The `RUSTFLAGS_BOOTSTRAP` environment variable is passed as `RUSTFLAGS` to the bootstrap stage
(stage0), and `RUSTFLAGS_NOT_BOOTSTRAP` is passed when building artifacts for later stages.
`RUSTFLAGS` will work, but also affects the build of `bootstrap` itself, so it will be rare to want
to use it.
Finally, `MAGIC_EXTRA_RUSTFLAGS` bypasses the `cargo` cache to pass flags to rustc without
recompiling all dependencies.

`RUSTDOCFLAGS`, `RUSTDOCFLAGS_BOOTSTRAP`, and `RUSTDOCFLAGS_NOT_BOOTSTRAP` are anologous to
`RUSTFLAGS`, but for rustdoc.

`CARGOFLAGS` will pass arguments to cargo itself (e.g. `--timings`). `CARGOFLAGS_BOOTSTRAP` and
`CARGOFLAGS_NOT_BOOTSTRAP` work analogously to `RUSTFLAGS_BOOTSTRAP`.

`--test-args` will pass arguments through to the test runner. For `tests/ui`, this is
compiletest; for unit tests and doctests this is the `libtest` runner. Most test runner accept
`--help`, which you can use to find out the options accepted by the runner.

## Environment Variables

During bootstrapping, there are a bunch of compiler-internal environment
variables that are used. If you are trying to run an intermediate version of
`rustc`, sometimes you may need to set some of these environment variables
manually. Otherwise, you get an error like the following:

```text
thread 'main' panicked at 'RUSTC_STAGE was not set: NotPresent', library/core/src/result.rs:1165:5
```

If `./stageN/bin/rustc` gives an error about environment variables, that
usually means something is quite wrong -- or you're trying to compile e.g.
`rustc` or `std` or something that depends on environment variables. In
the unlikely case that you actually need to invoke rustc in such a situation,
you can tell the bootstrap shim to print all env variables by adding `-vvv` to your `x.py` command.
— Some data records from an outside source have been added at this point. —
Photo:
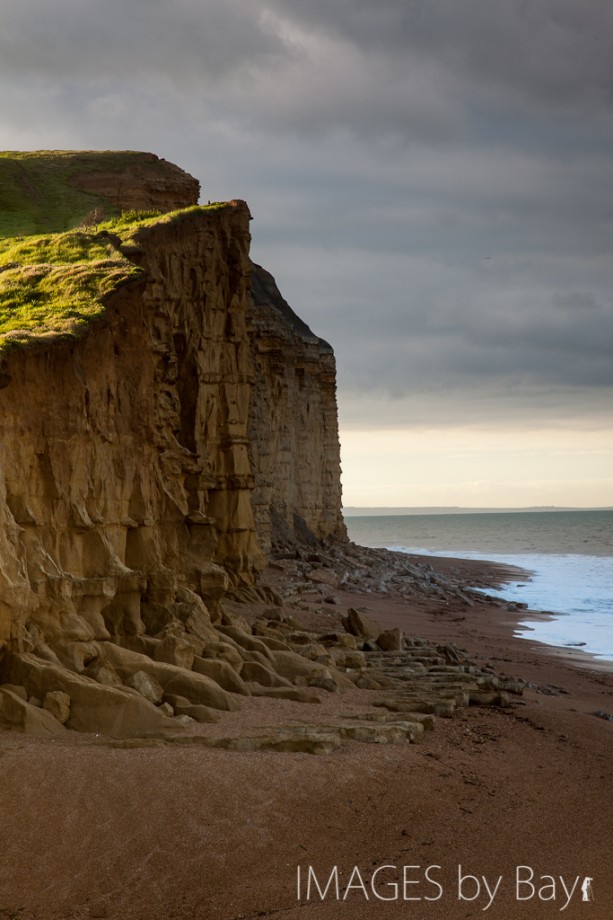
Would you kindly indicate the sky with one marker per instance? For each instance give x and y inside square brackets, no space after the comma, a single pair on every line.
[432,187]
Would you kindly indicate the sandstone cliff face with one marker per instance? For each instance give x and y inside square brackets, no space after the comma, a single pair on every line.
[145,468]
[126,453]
[293,427]
[143,183]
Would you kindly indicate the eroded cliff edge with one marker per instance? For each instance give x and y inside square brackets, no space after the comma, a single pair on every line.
[147,462]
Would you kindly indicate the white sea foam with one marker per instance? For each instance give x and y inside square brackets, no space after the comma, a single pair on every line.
[576,587]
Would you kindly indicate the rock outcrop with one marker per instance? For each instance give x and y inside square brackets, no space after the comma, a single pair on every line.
[151,456]
[293,426]
[139,476]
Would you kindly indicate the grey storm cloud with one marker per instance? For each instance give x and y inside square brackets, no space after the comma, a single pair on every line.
[430,179]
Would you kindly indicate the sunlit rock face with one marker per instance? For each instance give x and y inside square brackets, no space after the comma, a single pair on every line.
[149,464]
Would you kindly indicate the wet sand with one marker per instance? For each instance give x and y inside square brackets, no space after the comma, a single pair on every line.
[167,833]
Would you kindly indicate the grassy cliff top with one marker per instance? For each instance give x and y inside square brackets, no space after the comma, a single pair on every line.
[46,191]
[53,285]
[38,192]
Finally, bootstrap makes use of the [cc-rs crate] which has [its own
method][env-vars] of configuring C compilers and C flags via environment
variables.

[cc-rs crate]: https://github.com/rust-lang/cc-rs
[env-vars]: https://github.com/rust-lang/cc-rs#external-configuration-via-environment-variables

## Clarification of build command's stdout

In this part, we will investigate the build command's stdout in an action
(similar, but more detailed and complete documentation compare to topic above).
When you execute `x.py build --dry-run` command, the build output will be something
like the following:

```text
Building stage0 library artifacts (x86_64-unknown-linux-gnu -> x86_64-unknown-linux-gnu)
Copying stage0 library from stage0 (x86_64-unknown-linux-gnu -> x86_64-unknown-linux-gnu / x86_64-unknown-linux-gnu)
Building stage0 compiler artifacts (x86_64-unknown-linux-gnu -> x86_64-unknown-linux-gnu)
Copying stage0 rustc from stage0 (x86_64-unknown-linux-gnu -> x86_64-unknown-linux-gnu / x86_64-unknown-linux-gnu)
Assembling stage1 compiler (x86_64-unknown-linux-gnu)
Building stage1 library artifacts (x86_64-unknown-linux-gnu -> x86_64-unknown-linux-gnu)
Copying stage1 library from stage1 (x86_64-unknown-linux-gnu -> x86_64-unknown-linux-gnu / x86_64-unknown-linux-gnu)
Building stage1 tool rust-analyzer-proc-macro-srv (x86_64-unknown-linux-gnu)
Building rustdoc for stage1 (x86_64-unknown-linux-gnu)
```

### Building stage0 {std,compiler} artifacts

These steps use the provided (downloaded, usually) compiler to compile the
local Rust source into libraries we can use.

### Copying stage0 {std,rustc}

This copies the library and compiler artifacts from Cargo into
`stage0-sysroot/lib/rustlib/{target-triple}/lib`

### Assembling stage1 compiler

This copies the libraries we built in "building stage0 ... artifacts" into
the stage1 compiler's lib directory. These are the host libraries that the
compiler itself uses to run. These aren't actually used by artifacts the new
compiler generates. This step also copies the rustc and rustdoc binaries we
generated into `build/$HOST/stage/bin`.

The stage1/bin/rustc is a fully functional compiler, but it doesn't yet have
any libraries to link built binaries or libraries to. The next 3 steps will
provide those libraries for it; they are mostly equivalent to constructing
the stage1/bin compiler so we don't go through them individually.